| layout | title | parent | nav_order |
|---|---|---|---|
default |
Chapter 5: Message Processing Pipeline |
Chatbox Tutorial |
5 |
Welcome to Chapter 5: Message Processing Pipeline. In this part of Chatbox Tutorial: Building Modern AI Chat Interfaces, you will build an intuitive mental model first, then move into concrete implementation details and practical production tradeoffs.
This chapter covers the message processing pipeline, including text processing, formatting, and content enhancement.
// Message processing pipeline
class MessageProcessingPipeline {
private processors: MessageProcessor[] = []
addProcessor(processor: MessageProcessor) {
this.processors.push(processor)
}
async process(message: IncomingMessage): Promise<ProcessedMessage> {
let processedMessage = { ...message }
for (const processor of this.processors) {
try {
processedMessage = await processor.process(processedMessage)
} catch (error) {
console.error(`Processor ${processor.name} failed:`, error)
// Continue with other processors
}
}
return processedMessage
}
async processBatch(messages: IncomingMessage[]): Promise<ProcessedMessage[]> {
return Promise.all(messages.map(message => this.process(message)))
}
}// Message processor interface
interface MessageProcessor {
name: string
process(message: ProcessedMessage): Promise<ProcessedMessage>
}
interface ProcessedMessage {
id: string
content: string
timestamp: Date
metadata: {
originalLength: number
processedLength: number
processingTime: number
processors: string[]
}
formatting?: MessageFormatting
attachments?: Attachment[]
mentions?: Mention[]
links?: Link[]
}// Message content sanitization
class ContentSanitizer implements MessageProcessor {
name = 'contentSanitizer'
async process(message: ProcessedMessage): Promise<ProcessedMessage> {
const sanitized = { ...message }
// Remove potentially harmful content
sanitized.content = this.sanitizeText(message.content)
// Update metadata
sanitized.metadata.processors.push(this.name)
return sanitized
}
private sanitizeText(text: string): string {
// Remove script tags
text = text.replace(/<script\b[^<]*(?:(?!<\/script>)<[^<]*)*<\/script>/gi, '')
// Remove potentially dangerous URLs
text = text.replace(/javascript:/gi, '')
text = text.replace(/data:text\/html/gi, '')

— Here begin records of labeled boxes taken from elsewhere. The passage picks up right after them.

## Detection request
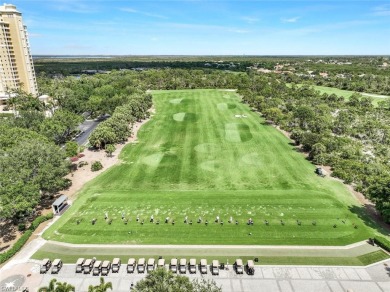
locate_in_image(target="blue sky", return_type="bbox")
[11,0,390,55]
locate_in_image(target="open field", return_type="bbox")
[44,90,373,245]
[32,242,389,266]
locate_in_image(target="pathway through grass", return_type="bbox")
[44,90,378,245]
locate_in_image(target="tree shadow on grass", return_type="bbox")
[0,220,16,252]
[348,204,390,236]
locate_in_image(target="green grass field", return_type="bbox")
[44,90,373,245]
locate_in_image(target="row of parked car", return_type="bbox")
[40,259,62,274]
[41,258,255,276]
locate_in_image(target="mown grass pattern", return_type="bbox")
[44,90,370,245]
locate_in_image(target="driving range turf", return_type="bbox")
[44,90,373,245]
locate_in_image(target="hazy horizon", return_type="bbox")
[12,0,390,56]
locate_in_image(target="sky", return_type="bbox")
[7,0,390,55]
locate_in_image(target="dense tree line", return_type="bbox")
[239,75,390,222]
[89,94,152,150]
[0,60,390,226]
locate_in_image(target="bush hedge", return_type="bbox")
[0,214,53,264]
[374,236,390,252]
[91,161,103,171]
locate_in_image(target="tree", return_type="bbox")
[65,141,79,157]
[88,277,112,292]
[133,269,222,292]
[89,123,117,149]
[106,144,115,157]
[0,139,69,218]
[40,110,83,144]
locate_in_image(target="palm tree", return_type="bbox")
[55,282,75,292]
[88,277,112,292]
[38,279,57,292]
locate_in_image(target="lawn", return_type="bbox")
[44,90,372,245]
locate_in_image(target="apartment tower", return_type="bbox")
[0,4,38,102]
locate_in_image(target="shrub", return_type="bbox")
[18,223,26,231]
[70,156,79,162]
[374,236,390,252]
[78,161,88,168]
[91,161,103,171]
[0,214,53,264]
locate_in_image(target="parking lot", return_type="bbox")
[0,261,390,292]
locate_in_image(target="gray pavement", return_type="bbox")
[0,260,390,292]
[75,120,101,146]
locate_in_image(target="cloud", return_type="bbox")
[28,32,43,38]
[160,22,249,33]
[241,16,260,24]
[372,4,390,16]
[280,16,300,23]
[50,0,99,13]
[120,7,168,19]
[228,28,250,33]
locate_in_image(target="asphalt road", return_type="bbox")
[74,120,102,146]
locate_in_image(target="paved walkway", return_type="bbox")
[0,226,390,292]
[33,241,379,257]
[0,260,390,292]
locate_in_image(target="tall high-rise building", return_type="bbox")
[0,4,38,100]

// Remove excessive whitespace
text = text.replace(/\s+/g, ' ').trim()
return text
}
}// Text normalization processor
class TextNormalizer implements MessageProcessor {
name = 'textNormalizer'
async process(message: ProcessedMessage): Promise<ProcessedMessage> {
const normalized = { ...message }
// Normalize unicode characters
normalized.content = this.normalizeUnicode(message.content)
// Normalize whitespace
normalized.content = this.normalizeWhitespace(message.content)
// Normalize quotes and apostrophes
normalized.content = this.normalizeQuotes(message.content)
normalized.metadata.processors.push(this.name)
return normalized
}
private normalizeUnicode(text: string): string {
return text
.normalize('NFKC') // Compatibility decomposition followed by canonical composition
.replace(/[\u2018\u2019]/g, "'") // Smart quotes to regular apostrophes
.replace(/[\u201C\u201D]/g, '"') // Smart quotes to regular quotes
}
private normalizeWhitespace(text: string): string {
return text
.replace(/[\u00A0\u1680\u2000-\u200A\u2028\u2029\u202F\u205F\u3000]/g, ' ') // Various unicode spaces
.replace(/\s+/g, ' ') // Multiple spaces to single
.trim()
}
private normalizeQuotes(text: string): string {
return text
.replace(/["""]/g, '"') // Various quote marks to standard quotes
.replace(/[''']/g, "'") // Various apostrophes to standard apostrophe
}
}// Message formatting processor
class MessageFormatter implements MessageProcessor {
name = 'messageFormatter'
async process(message: ProcessedMessage): Promise<ProcessedMessage> {
const formatted = { ...message }
// Parse markdown
formatted.content = this.parseMarkdown(message.content)
// Apply syntax highlighting
formatted.content = this.applySyntaxHighlighting(message.content)
// Extract formatting metadata
formatted.formatting = this.extractFormatting(message.content)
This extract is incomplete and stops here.